Chiral resolution, or enantiomeric resolution,[1] is a process in stereochemistry for the separation of racemic mixture into their enantiomers.[2] It is an important tool in the production of optically active compounds, including drugs.[3] Another term with the same meaning is optical resolution.
The use of chiral resolution to obtain enantiomerically pure compounds has the disadvantage of necessarily discarding at least half of the starting racemic mixture. Asymmetric synthesis of one of the enantiomers is one means of avoiding this waste.
Crystallization of diastereomeric salts
editThe most common method for chiral resolution involves conversion of the racemic mixture to a pair of diastereomeric derivatives by reacting them with chiral derivatizing agents, also known as chiral resolving agents. The derivatives which are then separated by conventional crystallization, and converted back to the enantiomers by removal of the resolving agent. The process can be laborious and depends on the divergent solubilities of the diastereomers, which is difficult to predict. Often the less soluble diastereomer is targeted and the other is discarded or racemized for reuse. It is common to test several resolving agents. Typical derivatization involves salt formation between an amine and a carboxylic acid. Simple deprotonation then yields back the pure enantiomer. Examples of chiral derivatizing agents are tartaric acid and the amine brucine. The method was introduced (again) by Louis Pasteur in 1853 by resolving racemic tartaric acid with optically active (+)-cinchotoxine.
Case study
editOne modern-day method of chiral resolution is used in the organic synthesis of the drug duloxetine:[4]

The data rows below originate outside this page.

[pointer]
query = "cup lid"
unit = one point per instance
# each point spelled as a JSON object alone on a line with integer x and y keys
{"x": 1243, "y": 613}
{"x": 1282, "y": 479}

In one of its steps the racemic alcohol 1 is dissolved in a mixture of toluene and methanol to which solution is added optically active (S)-mandelic acid 3. The alcohol (S)-enantiomer forms an insoluble diastereomeric salt with the mandelic acid and can be filtered from the solution. Simple deprotonation with sodium hydroxide liberates free (S)-alcohol. In the meanwhile the (R)-alcohol remains in solution unaffected and is recycled back to the racemic mixture by epimerization with hydrochloric acid in toluene. This process is known as RRR synthesis in which the R's stand for Resolution-Racemization-Recycle.
Common resolving agents
edit- Antimony potassium tartrate, an anion, that forms diastereomeric salts with chiral cations.[5]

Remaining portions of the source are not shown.